MV converters are proven to deliver the combination of performance, reliability and levelised cost of energy (LCOE) demanded by high-power offshore wind turbines. ABB can speak from practical experience as the first company to put MV converters into serial production, with well over 200 units already in commercial operation.
There are some specific challenges that need to be addressed for a more widespread uptake of MV converters. First, there is the focus of the wind industry on LCOE. In the long run, being able to increase annual energy production by several percentage units will generate additional revenues. The price gap between LV and MV solutions will then close as the trend to higher powers and the benefits in turbine design, system cost and additional revenue generation possibilities for owners will justify the move to MV. That calls for a particular focus on value engineering to drive down costs to help customers stay competitive.
Second, there is the need for exceptional reliability. For example, in a traditional wind farm of say 20 turbines, each rated at 3.5 MW, the failure of a single unit results in a 5% loss of output. But if that wind farm is replaced by five mega-turbines then one turbine going offline will result in an unacceptable 20% loss of generation. At the same time, mega-turbines will tend to be installed in more remote areas, where it might not even be possible to gain access for maintenance for six months of the year.

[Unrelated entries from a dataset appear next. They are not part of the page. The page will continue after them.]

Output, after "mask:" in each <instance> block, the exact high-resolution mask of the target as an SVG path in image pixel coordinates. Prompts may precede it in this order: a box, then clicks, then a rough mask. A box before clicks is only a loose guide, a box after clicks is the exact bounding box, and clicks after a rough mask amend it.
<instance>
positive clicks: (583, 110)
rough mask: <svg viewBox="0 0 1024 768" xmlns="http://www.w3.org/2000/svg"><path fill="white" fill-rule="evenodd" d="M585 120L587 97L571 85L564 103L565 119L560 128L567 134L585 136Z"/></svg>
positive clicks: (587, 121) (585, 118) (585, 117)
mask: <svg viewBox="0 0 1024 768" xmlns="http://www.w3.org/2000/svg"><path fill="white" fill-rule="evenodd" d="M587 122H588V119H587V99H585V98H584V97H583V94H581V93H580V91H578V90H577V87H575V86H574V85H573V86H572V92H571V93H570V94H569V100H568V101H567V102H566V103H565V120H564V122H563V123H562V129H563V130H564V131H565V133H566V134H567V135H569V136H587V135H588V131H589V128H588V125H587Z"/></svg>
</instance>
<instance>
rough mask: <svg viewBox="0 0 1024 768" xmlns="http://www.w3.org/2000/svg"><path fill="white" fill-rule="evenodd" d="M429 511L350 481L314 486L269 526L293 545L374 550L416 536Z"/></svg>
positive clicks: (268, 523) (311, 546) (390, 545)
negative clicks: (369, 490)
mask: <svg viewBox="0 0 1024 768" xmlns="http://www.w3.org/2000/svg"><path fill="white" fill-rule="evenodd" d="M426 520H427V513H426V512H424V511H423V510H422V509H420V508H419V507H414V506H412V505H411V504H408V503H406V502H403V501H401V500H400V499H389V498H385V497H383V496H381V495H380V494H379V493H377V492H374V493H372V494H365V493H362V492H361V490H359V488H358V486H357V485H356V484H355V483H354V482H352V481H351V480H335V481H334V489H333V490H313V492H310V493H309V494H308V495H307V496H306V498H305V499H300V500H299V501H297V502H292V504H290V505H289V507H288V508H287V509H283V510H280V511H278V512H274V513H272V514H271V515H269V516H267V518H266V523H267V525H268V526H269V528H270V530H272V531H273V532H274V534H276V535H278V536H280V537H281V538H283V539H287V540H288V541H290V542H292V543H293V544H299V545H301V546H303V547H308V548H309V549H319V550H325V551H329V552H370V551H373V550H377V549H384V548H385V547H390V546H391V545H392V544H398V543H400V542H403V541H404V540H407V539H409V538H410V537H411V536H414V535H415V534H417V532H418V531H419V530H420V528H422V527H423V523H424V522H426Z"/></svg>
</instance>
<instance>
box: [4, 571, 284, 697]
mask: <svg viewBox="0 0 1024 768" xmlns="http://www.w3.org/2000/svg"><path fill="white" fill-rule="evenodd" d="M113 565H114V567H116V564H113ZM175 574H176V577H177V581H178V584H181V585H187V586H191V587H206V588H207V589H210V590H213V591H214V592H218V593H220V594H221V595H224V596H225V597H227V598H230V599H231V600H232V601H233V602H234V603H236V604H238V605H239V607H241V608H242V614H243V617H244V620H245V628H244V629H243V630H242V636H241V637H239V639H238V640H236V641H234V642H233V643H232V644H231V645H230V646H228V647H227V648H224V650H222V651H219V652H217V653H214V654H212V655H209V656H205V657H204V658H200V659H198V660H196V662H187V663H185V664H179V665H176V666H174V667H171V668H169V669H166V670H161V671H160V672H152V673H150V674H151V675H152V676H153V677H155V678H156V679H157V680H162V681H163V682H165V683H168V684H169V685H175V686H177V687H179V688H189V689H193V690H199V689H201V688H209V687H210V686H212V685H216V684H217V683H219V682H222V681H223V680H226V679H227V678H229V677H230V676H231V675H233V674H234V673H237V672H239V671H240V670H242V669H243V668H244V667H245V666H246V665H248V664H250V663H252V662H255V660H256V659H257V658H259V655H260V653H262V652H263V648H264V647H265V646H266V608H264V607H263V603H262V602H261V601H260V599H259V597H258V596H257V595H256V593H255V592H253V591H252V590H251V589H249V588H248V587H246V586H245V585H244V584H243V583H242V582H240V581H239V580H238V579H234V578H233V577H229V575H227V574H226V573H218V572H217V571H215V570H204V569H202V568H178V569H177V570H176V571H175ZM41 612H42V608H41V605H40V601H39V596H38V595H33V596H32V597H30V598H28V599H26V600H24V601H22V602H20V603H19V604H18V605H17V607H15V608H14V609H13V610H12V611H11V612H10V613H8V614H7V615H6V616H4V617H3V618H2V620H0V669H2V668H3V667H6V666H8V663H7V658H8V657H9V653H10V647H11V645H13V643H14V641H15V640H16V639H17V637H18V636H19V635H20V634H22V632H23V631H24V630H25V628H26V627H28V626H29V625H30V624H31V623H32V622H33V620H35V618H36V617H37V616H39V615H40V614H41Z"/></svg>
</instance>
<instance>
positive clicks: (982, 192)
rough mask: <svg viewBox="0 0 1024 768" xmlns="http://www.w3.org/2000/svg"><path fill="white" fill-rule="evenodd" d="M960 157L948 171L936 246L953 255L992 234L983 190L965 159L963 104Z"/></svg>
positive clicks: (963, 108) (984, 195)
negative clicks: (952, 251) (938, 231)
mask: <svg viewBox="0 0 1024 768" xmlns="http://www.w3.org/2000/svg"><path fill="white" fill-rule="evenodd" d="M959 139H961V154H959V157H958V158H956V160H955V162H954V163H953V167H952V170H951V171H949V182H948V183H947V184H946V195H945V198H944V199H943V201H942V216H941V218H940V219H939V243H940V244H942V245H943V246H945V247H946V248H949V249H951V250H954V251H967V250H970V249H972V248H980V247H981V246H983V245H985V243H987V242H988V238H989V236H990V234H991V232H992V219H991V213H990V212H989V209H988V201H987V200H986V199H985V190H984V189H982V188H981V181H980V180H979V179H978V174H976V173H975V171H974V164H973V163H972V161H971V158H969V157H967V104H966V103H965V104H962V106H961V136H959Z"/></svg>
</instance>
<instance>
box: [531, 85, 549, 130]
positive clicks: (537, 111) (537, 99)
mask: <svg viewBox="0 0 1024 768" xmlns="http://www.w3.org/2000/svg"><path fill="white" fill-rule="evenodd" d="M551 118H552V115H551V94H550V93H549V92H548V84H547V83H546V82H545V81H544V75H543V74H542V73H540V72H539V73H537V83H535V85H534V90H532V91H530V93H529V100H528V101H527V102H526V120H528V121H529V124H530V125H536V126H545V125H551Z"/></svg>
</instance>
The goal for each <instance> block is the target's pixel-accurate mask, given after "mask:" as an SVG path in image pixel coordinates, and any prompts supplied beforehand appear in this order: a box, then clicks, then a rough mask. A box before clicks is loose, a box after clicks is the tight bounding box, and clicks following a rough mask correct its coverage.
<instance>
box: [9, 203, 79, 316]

Ensuring reliability depends ultimately on extensive testing in close to real-world conditions and the collection of big data. Through digitalization, it is now possible to measure aspects that were never measured before, such as the temperature changes and switching rates of even the tiniest components. The detailed insight gained from testing and field experience is being built into onboard analytics for MV converters as the basis for remote condition monitoring. The benefit is that any potential reliability issues can be detected at a very early stage, enabling wind turbine operators to take preventive action before it causes a failure.
ABB already has over 200 MV converters in current operation, with a further 95 units destined for Dogger Bank Wind Farm.
Designed for larger turbines, ABB's medium voltage full-power converters are characterised by low parts count, high availability, and low losses. The modular design allows easy customisation to meet customer requirements. The converters are designed for nacelle or tower base installation and enable low-cost and efficient cable installation.
ABB’s global fleet of MV converters will grow considerably over the next two years with the deployment of 95 units to GE Renewable Energy for installation at Dogger Bank Wind Farm. They will enable the 220-meter turbines to produce a total 1.2 GW in the first phase.
The majority of lower power wind turbine installations, especially onshore, will continue to use LV converters very effectively. Yet for the very important and highly demanding systems required by the new generation of large offshore wind turbines, MV is sure to emerge as the technology of choice.